12 Minutes Of Bike Exercise Proven To Benefit Your Health

We know that exercise is as important to our health as vital nutrients and following the vital guidance that doctors and other health professionals give out. The problem can be, especially for people with ultra-busy lives, that there just isn’t enough time in the day to commit to that cardio workout or gym session for it to feel like it is being productive.

Those folks should be happy to hear that a study of 411 middle-aged adults using data from the Framingham Heart Study has some interesting results. According to Harvard health:

“Researchers measured levels of 588 substances involved in metabolism (metabolites) in the volunteers’ blood before and immediately after 12 minutes of vigorous exercise on an exercise bike. The investigators detected changes in more than 80% of the metabolites, including favorable shifts in those linked to diabetes and heart disease. For example, exercise had beneficial effects on metabolites related to insulin resistance (a condition that is a precursor to diabetes), lipolysis (the breakdown of fats), inflammation, and blood vessel reactivity. These benefits appeared to be blunted among people with obesity.”

The way this study achieved its results is interesting. The “12 minutes of vigorous exercise” on the bike were achieved by ramping up the intensity of the workout in one-minute increments. To this end, the first minute was nothing more than a warm-up pace, but by the final minute the participants worked at max effort to pedal as quickly as possible against the resistance they were being given.

With all that in mind, this doesn’t seem like an immediate cure-all for everyone, especially those looking to get back into exercise for the first time in a while. For those people, this type of workout – one that seems to be proven to help with vital health  – is certainly something that could be aimed for somewhere down the line and built up to without over-stressing the body from its current point.

There is also a certain section of people that could immediately benefit from this type of short-form, short-burst exercise.
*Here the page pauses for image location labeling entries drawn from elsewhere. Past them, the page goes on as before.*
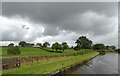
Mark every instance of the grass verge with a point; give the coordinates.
(50, 66)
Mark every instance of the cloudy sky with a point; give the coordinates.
(38, 22)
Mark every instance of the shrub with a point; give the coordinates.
(13, 50)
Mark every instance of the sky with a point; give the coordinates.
(39, 22)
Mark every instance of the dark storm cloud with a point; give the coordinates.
(58, 13)
(99, 19)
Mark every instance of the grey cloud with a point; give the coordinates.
(69, 16)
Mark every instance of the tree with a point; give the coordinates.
(32, 45)
(110, 47)
(13, 50)
(76, 48)
(72, 47)
(22, 44)
(107, 47)
(99, 47)
(64, 46)
(46, 44)
(56, 46)
(113, 47)
(83, 42)
(39, 44)
(11, 44)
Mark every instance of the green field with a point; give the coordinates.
(30, 51)
(50, 66)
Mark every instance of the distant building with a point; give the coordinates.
(36, 46)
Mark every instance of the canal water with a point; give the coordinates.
(102, 64)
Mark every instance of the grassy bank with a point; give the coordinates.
(30, 51)
(50, 66)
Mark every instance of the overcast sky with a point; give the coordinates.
(38, 22)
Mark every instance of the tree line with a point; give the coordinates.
(82, 43)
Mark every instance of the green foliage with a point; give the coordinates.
(76, 48)
(83, 43)
(22, 43)
(46, 44)
(56, 46)
(13, 50)
(50, 66)
(99, 47)
(39, 44)
(11, 44)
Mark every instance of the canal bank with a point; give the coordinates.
(50, 66)
(103, 64)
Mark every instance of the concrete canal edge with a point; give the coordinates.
(71, 67)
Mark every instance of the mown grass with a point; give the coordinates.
(30, 51)
(50, 66)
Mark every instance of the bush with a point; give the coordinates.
(76, 48)
(13, 50)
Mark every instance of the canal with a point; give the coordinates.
(102, 64)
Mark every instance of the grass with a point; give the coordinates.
(30, 51)
(50, 66)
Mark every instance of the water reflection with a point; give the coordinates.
(102, 64)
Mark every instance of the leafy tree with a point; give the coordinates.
(22, 44)
(110, 47)
(56, 46)
(11, 44)
(32, 45)
(72, 47)
(83, 42)
(107, 47)
(13, 50)
(64, 46)
(113, 47)
(39, 44)
(99, 47)
(46, 44)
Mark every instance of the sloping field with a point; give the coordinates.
(50, 66)
(29, 51)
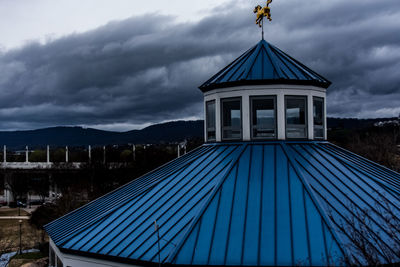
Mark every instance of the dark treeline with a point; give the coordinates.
(379, 144)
Those are the people – and we are looking at you young professionals – who are still in good enough shape to blast out 12 minutes on an exercise bike each day, but haven’t been doing so on account of them thinking that less than a quarter of an hour of exercise doesn’t produce the type of health benefits they are looking for.

This isn’t an exercise regimen that will bulk up the body like a regular gym membership and ingesting the correct amounts of vital nutrients. Perhaps that is why this news will go unnoticed in some sectors. Instead, this is exercise news for the long term and it requires people thinking about their health before it starts to decline in order for the biggest and best benefits to be felt. Getting those metabolites working at their peak today – especially if you are still young and not exercising regularly – will do wonders for the health of your heart and your liver as you get older .
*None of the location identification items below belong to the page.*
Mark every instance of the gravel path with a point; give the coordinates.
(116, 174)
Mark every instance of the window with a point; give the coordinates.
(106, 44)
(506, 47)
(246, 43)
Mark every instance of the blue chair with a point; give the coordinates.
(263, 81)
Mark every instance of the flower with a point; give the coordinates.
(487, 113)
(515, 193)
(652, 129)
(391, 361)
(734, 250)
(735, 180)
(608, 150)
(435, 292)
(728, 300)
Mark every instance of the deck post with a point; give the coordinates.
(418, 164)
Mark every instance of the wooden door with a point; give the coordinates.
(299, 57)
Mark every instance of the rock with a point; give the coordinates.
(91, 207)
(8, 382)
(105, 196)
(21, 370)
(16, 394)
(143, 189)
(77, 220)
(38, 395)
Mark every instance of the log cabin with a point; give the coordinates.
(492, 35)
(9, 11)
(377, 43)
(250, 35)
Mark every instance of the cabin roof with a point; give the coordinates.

Another interesting aspect of this study requires more research but is worth considering if you don’t think that vigorous exercise is in your wheelhouse just yet. “We don’t know yet if moderate-intensity exercise would have a similar effect on metabolites. But study participants started off with very light exercise, and each minute the intensity increased,” says Dr. Gregory Lewis, the study’s senior author and a cardiologist at Harvard-affiliated Massachusetts General Hospital.

If it turns out that metabolites do start working at lower intensity levels then that will open up this type of quick – and effective – exercise to a massive range of people who would certainly benefit in the long run. Adding this burst of exercise on off-days to your current training program feels like something that we should all do if we want to lead longer and healthier lives.